However, what if I actually know who the people I target are? What are my targeting options in this case?

First of all, you may stress that if I already know who I am targeting, I shouldn’t use advertising as the method for reaching them in the first place. I can try to contact them personally instead. Isn’t that what social networks are all about? Especially Linkedin, which has the introduction mechanism so well implemented in its core.

To this I will answer that:

  1. The amount of people to whom I want to communicate a single message can be too big to justify personal connection. It’s a simple scale issue.
  2. The time it takes to become friends or get introduced to those people may be long. In some cases, I need the message delivered immediately.

Current targeting options do not allow me to personally target advertising campaigns. I can use a mix of other targeting methods to try to narrow the distribution as much as possible, but that’s not really it. Let’s say that the common denominator of all the people that I target is that they’re all video producers from NYC. They’re not just video producers from NYC. They are very specific video producers that I have personally and manually targeted. I can launch a campaign that is geo-targeted to NYC, and keyword targeted around “video productions” very easily. This campaign may as well hit the exact people I am after, but it can also miss. And – it may reach people that I have never intended to reach. If they are exposed to the ad or even respond to it can create useless noise for me or even damage.

What I actually need in this case is a method of Personal Targeting, so I can communicate my message effectively only to those people that I am interested in. I want to be able to put my ads on web pages that those NYC video producers – and only them – are viewing. That’s a truly targeting heaven.

Imagine that while you’re browsing the web, the ads that you see are not ads that are targeted for your “type” but rather, directly to you.

Of course, the only way to practically achieve this is by knowing when its you who visits a page. And in order for this to happen, you must have identified at least once in the path to the page where the ad is. The natural implementers of this targeting method should therefore be social networks. Social networks are the places where you are willingly identify yourself by your real name with the intention of it to be publicly known that you are you.

There are surely some privacy issues here. Although I am not sure those are much of an issue, since the only information the personal targeting vendor would use is the person name. It wouldn’t use any data that this person shared on their social accounts, or any information the person may not to expose to others. Users names are usually completely public on social networks.

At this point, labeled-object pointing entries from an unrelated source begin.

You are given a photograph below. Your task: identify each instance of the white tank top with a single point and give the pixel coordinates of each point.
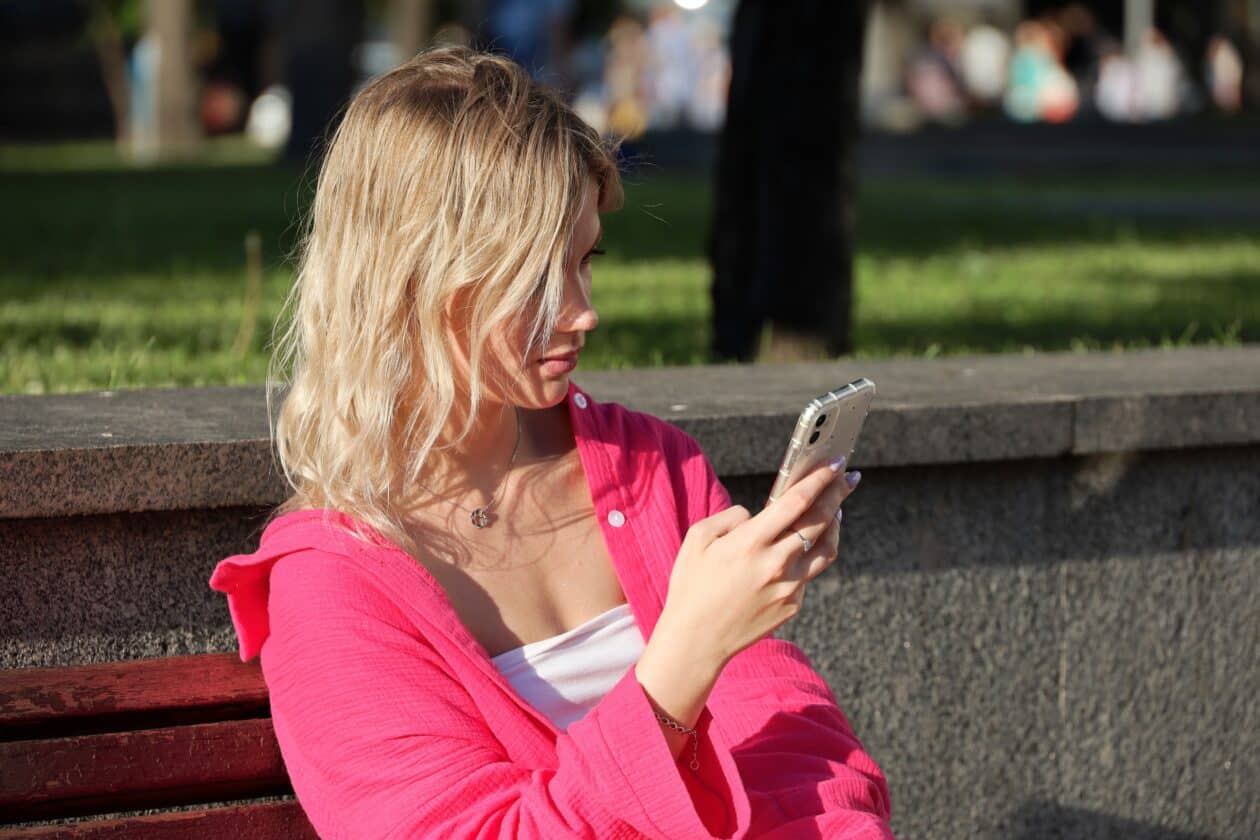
(565, 675)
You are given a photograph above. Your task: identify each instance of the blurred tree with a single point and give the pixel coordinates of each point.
(781, 241)
(319, 39)
(411, 25)
(170, 23)
(111, 27)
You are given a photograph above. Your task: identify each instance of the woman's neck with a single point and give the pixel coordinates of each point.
(480, 464)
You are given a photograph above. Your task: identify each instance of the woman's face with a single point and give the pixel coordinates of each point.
(543, 380)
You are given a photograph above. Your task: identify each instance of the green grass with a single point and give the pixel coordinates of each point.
(122, 277)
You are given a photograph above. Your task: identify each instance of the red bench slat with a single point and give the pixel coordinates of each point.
(255, 820)
(139, 770)
(57, 702)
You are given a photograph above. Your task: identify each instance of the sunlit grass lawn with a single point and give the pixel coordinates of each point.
(115, 277)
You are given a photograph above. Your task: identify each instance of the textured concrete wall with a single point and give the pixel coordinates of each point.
(1042, 622)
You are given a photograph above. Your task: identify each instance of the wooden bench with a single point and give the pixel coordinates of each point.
(178, 732)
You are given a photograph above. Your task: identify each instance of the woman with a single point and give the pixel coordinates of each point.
(494, 606)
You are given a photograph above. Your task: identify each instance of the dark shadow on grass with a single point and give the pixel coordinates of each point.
(1207, 302)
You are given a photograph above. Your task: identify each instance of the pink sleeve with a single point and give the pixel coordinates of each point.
(381, 741)
(793, 743)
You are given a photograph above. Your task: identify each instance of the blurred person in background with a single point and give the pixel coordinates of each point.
(1082, 54)
(623, 74)
(983, 62)
(1040, 88)
(934, 74)
(1224, 73)
(1159, 77)
(706, 107)
(668, 72)
(534, 33)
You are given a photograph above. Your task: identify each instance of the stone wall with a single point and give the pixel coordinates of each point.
(1042, 624)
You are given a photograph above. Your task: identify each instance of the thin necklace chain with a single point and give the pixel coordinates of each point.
(480, 515)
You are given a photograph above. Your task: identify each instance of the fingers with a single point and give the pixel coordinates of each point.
(837, 493)
(779, 516)
(711, 528)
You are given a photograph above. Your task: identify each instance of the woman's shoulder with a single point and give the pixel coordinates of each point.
(635, 426)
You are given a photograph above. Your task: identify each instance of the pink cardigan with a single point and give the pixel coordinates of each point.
(395, 723)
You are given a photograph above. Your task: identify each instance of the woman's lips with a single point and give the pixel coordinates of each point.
(560, 365)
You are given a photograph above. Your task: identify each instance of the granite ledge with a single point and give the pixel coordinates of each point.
(171, 448)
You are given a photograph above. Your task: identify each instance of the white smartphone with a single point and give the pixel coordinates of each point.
(828, 427)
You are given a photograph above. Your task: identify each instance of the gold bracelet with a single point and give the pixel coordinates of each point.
(669, 722)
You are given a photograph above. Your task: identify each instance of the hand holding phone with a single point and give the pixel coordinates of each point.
(827, 428)
(738, 577)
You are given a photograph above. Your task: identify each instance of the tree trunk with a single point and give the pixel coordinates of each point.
(319, 43)
(781, 241)
(171, 23)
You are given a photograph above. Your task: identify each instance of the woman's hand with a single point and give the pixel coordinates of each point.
(740, 577)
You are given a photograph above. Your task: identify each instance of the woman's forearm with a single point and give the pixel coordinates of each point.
(677, 680)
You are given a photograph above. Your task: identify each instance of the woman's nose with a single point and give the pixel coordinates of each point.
(578, 315)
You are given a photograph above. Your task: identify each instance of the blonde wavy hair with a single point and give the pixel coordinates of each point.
(451, 173)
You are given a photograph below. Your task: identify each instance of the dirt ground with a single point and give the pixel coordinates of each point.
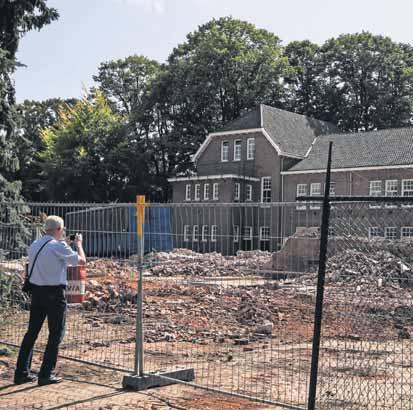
(90, 387)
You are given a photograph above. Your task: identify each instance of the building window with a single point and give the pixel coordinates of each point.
(407, 189)
(214, 232)
(205, 233)
(237, 150)
(215, 191)
(248, 192)
(250, 148)
(206, 192)
(375, 232)
(236, 233)
(301, 191)
(391, 189)
(264, 233)
(197, 196)
(195, 233)
(315, 190)
(188, 192)
(247, 233)
(237, 193)
(266, 189)
(375, 190)
(390, 232)
(224, 151)
(407, 232)
(187, 230)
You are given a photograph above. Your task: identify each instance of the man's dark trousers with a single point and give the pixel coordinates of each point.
(50, 302)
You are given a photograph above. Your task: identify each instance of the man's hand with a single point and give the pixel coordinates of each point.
(78, 240)
(78, 243)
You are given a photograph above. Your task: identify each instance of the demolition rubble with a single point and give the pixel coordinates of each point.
(197, 297)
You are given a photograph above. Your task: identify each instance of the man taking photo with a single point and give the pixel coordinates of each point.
(48, 257)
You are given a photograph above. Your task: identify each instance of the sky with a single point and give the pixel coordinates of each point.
(62, 58)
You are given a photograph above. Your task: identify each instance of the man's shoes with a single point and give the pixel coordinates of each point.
(24, 378)
(52, 379)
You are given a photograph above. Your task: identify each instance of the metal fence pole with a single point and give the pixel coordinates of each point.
(140, 218)
(320, 287)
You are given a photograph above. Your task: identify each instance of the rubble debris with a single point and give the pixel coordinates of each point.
(357, 267)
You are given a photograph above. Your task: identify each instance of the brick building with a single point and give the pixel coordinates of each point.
(271, 155)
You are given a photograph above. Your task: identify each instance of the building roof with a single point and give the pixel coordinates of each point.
(389, 147)
(289, 133)
(292, 133)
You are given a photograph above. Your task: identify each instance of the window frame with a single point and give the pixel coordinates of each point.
(262, 237)
(188, 192)
(235, 233)
(237, 191)
(300, 206)
(248, 192)
(315, 205)
(378, 193)
(197, 192)
(225, 143)
(250, 151)
(403, 190)
(380, 235)
(215, 191)
(204, 233)
(263, 179)
(214, 233)
(393, 192)
(195, 233)
(386, 229)
(235, 158)
(247, 238)
(187, 232)
(206, 192)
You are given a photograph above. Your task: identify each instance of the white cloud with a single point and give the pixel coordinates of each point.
(149, 6)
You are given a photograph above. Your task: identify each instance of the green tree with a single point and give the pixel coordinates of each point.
(129, 86)
(32, 118)
(125, 82)
(222, 69)
(87, 155)
(304, 82)
(367, 82)
(17, 17)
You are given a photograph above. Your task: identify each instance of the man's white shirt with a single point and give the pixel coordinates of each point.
(52, 262)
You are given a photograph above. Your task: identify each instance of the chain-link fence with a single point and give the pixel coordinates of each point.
(229, 291)
(231, 301)
(366, 351)
(223, 291)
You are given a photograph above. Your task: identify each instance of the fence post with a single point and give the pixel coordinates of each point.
(320, 286)
(140, 219)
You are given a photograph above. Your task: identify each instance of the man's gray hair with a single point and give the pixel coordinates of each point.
(53, 222)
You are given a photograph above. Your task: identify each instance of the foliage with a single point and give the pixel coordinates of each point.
(87, 155)
(358, 81)
(32, 118)
(17, 17)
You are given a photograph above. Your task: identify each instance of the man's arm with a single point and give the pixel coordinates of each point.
(79, 247)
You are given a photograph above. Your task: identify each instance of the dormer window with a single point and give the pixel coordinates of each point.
(237, 150)
(224, 151)
(250, 148)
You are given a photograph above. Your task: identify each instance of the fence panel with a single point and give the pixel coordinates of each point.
(228, 291)
(231, 300)
(102, 329)
(366, 350)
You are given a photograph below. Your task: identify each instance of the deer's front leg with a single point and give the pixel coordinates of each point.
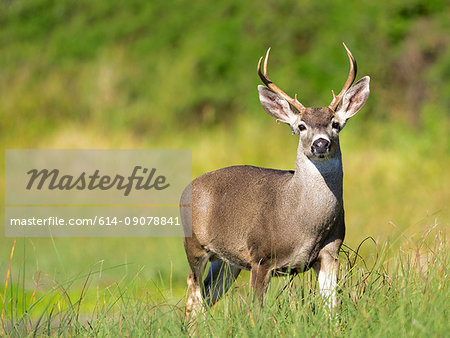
(326, 268)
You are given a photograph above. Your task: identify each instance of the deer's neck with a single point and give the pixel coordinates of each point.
(319, 176)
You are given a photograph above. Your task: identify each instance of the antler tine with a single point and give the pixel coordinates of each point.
(351, 77)
(265, 79)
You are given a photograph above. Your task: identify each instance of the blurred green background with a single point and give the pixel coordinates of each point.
(182, 74)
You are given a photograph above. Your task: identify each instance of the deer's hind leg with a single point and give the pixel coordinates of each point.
(259, 281)
(221, 276)
(197, 258)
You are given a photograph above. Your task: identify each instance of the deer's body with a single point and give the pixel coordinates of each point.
(273, 221)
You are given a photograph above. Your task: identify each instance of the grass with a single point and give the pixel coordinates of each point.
(393, 293)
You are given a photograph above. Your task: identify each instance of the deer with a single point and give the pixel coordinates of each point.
(268, 221)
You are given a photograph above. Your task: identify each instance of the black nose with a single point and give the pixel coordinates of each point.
(320, 145)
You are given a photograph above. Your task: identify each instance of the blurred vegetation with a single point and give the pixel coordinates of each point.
(163, 74)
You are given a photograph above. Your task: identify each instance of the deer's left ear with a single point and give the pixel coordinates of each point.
(354, 99)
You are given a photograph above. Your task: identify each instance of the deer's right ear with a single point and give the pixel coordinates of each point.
(354, 99)
(276, 106)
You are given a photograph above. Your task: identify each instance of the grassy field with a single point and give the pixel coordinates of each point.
(103, 74)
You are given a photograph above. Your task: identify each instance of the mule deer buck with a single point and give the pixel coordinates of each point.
(274, 221)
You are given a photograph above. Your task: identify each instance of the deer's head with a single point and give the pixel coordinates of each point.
(318, 128)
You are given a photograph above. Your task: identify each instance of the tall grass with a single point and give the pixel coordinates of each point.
(395, 292)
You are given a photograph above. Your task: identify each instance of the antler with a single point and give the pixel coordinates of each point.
(351, 77)
(272, 86)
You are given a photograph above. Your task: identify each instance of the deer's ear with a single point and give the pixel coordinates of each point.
(276, 106)
(354, 99)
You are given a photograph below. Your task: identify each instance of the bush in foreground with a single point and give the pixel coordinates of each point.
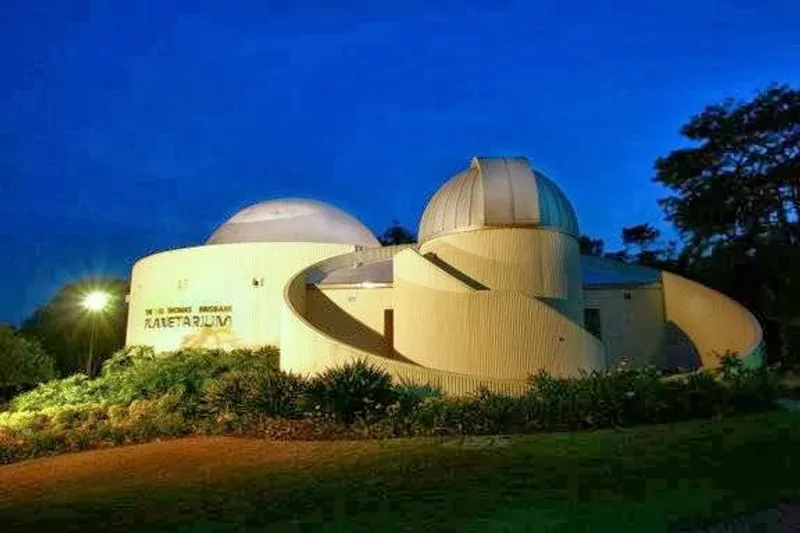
(141, 396)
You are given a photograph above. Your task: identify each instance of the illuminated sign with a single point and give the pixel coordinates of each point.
(205, 316)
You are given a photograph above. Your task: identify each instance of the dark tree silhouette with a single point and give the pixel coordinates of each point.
(736, 202)
(23, 363)
(397, 234)
(63, 325)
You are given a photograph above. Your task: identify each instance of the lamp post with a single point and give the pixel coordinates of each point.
(94, 303)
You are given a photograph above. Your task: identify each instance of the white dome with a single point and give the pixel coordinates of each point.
(497, 192)
(293, 220)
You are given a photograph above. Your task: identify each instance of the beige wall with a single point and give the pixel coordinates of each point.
(713, 322)
(505, 335)
(309, 350)
(216, 275)
(539, 263)
(352, 315)
(632, 329)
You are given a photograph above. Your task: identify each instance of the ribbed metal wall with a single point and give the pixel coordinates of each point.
(714, 323)
(496, 334)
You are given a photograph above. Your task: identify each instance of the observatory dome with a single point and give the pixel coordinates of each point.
(497, 192)
(293, 220)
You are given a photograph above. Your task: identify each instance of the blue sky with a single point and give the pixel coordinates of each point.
(129, 127)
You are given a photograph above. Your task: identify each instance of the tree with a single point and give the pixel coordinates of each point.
(396, 234)
(63, 325)
(642, 246)
(736, 201)
(590, 246)
(739, 186)
(23, 363)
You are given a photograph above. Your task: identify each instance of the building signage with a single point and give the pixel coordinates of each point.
(203, 316)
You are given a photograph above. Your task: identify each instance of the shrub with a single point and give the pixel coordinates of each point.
(247, 392)
(139, 373)
(354, 391)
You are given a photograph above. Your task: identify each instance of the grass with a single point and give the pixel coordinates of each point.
(643, 479)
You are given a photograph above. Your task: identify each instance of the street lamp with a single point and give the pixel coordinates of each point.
(94, 302)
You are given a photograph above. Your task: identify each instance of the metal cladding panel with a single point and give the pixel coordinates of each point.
(535, 262)
(308, 349)
(631, 323)
(714, 323)
(293, 220)
(352, 316)
(510, 191)
(554, 208)
(224, 296)
(498, 335)
(497, 192)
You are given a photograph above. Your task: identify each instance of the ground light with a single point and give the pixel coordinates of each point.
(94, 302)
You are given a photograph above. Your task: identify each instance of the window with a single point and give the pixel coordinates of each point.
(388, 330)
(591, 320)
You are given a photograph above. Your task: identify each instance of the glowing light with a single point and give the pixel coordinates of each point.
(95, 301)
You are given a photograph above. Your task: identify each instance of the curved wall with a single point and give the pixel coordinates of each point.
(714, 323)
(539, 263)
(505, 335)
(226, 295)
(310, 350)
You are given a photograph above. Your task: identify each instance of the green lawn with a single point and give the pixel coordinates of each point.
(645, 479)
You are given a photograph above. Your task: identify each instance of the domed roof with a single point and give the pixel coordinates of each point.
(293, 220)
(497, 192)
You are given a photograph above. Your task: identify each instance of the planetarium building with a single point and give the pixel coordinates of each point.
(494, 290)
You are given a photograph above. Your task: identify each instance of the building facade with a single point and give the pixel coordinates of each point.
(494, 290)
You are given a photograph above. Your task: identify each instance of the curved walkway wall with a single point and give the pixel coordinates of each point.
(309, 350)
(534, 262)
(505, 335)
(714, 323)
(223, 295)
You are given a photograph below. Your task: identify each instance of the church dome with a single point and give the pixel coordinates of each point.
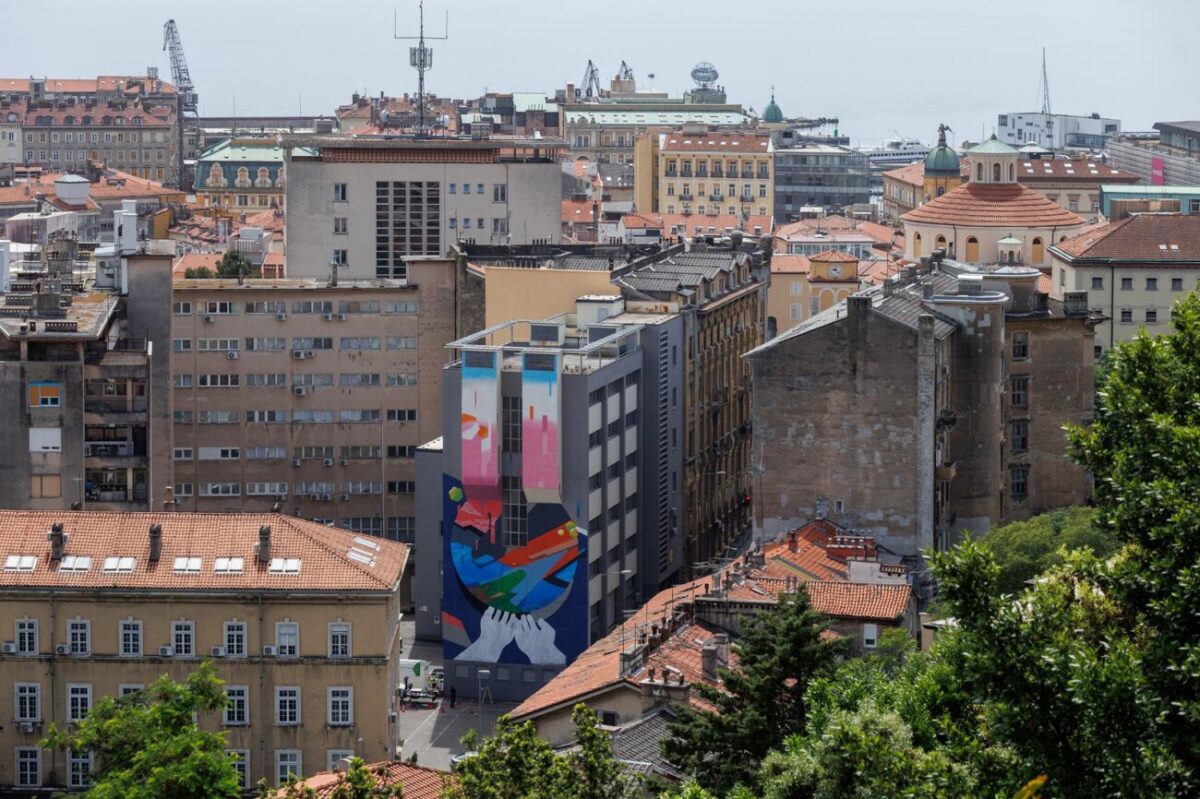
(772, 113)
(942, 161)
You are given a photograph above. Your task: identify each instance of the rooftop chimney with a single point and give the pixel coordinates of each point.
(264, 544)
(155, 542)
(58, 540)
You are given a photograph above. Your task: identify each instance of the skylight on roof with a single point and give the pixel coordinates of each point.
(75, 563)
(119, 564)
(228, 565)
(187, 565)
(285, 566)
(19, 563)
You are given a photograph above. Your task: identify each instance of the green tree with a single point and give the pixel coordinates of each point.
(1025, 550)
(515, 763)
(147, 745)
(779, 653)
(1143, 450)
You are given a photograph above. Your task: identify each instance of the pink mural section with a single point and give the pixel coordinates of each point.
(480, 443)
(540, 404)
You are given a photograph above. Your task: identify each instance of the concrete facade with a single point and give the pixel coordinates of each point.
(370, 204)
(310, 395)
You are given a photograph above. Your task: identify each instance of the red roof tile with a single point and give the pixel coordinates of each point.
(994, 205)
(323, 552)
(419, 782)
(1139, 238)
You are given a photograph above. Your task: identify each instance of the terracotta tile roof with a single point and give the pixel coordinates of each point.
(715, 142)
(1084, 170)
(789, 264)
(994, 205)
(1139, 238)
(419, 782)
(323, 552)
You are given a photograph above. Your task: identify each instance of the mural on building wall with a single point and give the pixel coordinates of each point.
(514, 588)
(539, 428)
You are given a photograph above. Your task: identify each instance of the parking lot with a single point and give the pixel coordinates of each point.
(433, 732)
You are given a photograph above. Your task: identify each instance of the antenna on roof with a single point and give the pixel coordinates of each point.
(421, 58)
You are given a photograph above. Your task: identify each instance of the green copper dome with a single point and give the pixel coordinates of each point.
(772, 113)
(942, 161)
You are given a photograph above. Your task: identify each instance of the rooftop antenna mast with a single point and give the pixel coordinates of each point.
(421, 59)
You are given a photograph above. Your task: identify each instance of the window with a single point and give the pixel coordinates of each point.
(1020, 346)
(287, 638)
(1020, 481)
(45, 395)
(341, 707)
(1019, 436)
(1019, 390)
(183, 637)
(235, 638)
(131, 638)
(28, 702)
(287, 763)
(78, 769)
(340, 640)
(29, 767)
(78, 701)
(79, 636)
(27, 636)
(287, 706)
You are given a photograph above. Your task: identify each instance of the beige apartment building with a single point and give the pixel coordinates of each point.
(307, 396)
(300, 620)
(700, 170)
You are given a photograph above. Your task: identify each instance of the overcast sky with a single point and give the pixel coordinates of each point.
(877, 66)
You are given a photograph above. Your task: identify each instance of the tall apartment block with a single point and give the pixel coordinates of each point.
(84, 367)
(300, 620)
(559, 479)
(310, 395)
(369, 204)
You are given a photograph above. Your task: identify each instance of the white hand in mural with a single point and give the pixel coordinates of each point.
(496, 631)
(537, 641)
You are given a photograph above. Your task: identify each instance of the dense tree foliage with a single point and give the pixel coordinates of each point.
(147, 745)
(1025, 550)
(761, 703)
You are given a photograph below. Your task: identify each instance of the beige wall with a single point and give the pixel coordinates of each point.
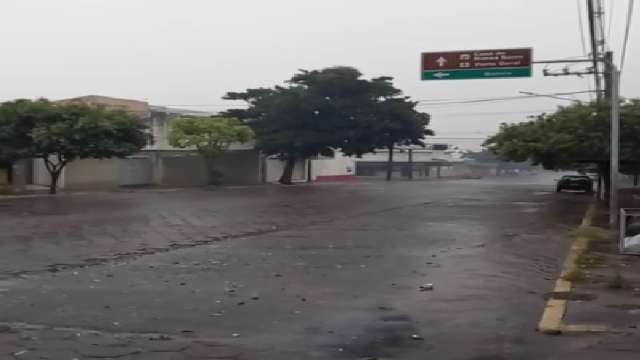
(240, 167)
(92, 174)
(182, 170)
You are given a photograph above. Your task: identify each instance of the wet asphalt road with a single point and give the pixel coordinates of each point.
(324, 271)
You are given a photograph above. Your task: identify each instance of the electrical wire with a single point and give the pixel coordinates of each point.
(626, 34)
(489, 113)
(434, 102)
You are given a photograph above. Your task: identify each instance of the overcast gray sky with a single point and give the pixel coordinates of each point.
(188, 53)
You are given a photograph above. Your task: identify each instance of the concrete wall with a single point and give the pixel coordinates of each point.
(182, 170)
(275, 167)
(239, 167)
(338, 168)
(40, 175)
(92, 174)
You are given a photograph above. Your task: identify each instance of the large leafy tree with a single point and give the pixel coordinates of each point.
(210, 136)
(320, 111)
(61, 133)
(17, 119)
(573, 137)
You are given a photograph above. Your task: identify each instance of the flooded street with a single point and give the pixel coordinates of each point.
(311, 271)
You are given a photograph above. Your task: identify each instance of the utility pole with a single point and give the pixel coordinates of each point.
(615, 146)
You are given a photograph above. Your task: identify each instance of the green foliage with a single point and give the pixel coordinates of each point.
(209, 135)
(17, 120)
(59, 133)
(323, 110)
(569, 138)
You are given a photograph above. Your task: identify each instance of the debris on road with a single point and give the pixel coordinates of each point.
(426, 287)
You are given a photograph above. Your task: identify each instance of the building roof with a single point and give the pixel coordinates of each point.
(140, 108)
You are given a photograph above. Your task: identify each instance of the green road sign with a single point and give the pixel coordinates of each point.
(491, 73)
(477, 64)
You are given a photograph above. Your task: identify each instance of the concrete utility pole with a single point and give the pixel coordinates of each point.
(615, 146)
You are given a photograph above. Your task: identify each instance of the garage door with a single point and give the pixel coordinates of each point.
(136, 170)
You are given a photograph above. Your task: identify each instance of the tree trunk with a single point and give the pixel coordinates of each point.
(53, 186)
(390, 163)
(410, 164)
(603, 169)
(287, 173)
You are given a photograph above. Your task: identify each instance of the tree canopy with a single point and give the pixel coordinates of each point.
(209, 135)
(319, 111)
(61, 133)
(570, 138)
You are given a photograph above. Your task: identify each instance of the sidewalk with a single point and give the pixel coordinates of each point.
(606, 294)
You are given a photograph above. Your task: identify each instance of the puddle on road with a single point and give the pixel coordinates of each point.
(389, 335)
(570, 296)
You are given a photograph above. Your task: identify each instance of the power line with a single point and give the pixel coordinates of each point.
(503, 98)
(490, 113)
(626, 34)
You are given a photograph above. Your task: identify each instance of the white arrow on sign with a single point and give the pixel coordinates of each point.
(441, 61)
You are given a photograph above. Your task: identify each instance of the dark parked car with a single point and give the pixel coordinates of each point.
(575, 182)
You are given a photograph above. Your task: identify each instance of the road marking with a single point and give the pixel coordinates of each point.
(552, 318)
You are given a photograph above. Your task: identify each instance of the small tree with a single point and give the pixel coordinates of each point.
(210, 136)
(398, 123)
(572, 138)
(64, 133)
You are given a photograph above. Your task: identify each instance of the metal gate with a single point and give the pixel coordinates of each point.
(135, 170)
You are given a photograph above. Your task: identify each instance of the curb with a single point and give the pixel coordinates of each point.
(551, 322)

Another issue is scalability. It sounds like personal targeting involves very small numbers of ad impressions and future transactions or user actions. Advertising networks are used to work with multiples of tiny figures (costs) with huge numbers of impressions, clicks and actions, and why would any of them develop a targeting method that will allegedly reduce their business?

I think networks business wouldn’t be reduced, rather become more effective. Advertisers targeting personals will be willing to pay a lot in order to reach the exact people they’re after (think Bill Gates), or for their future actions. So the multiples will be of relatively high figures (costs) with relatively small numbers of impressions, clicks and actions. The network will have to carry much less overhead. That’s a benefit.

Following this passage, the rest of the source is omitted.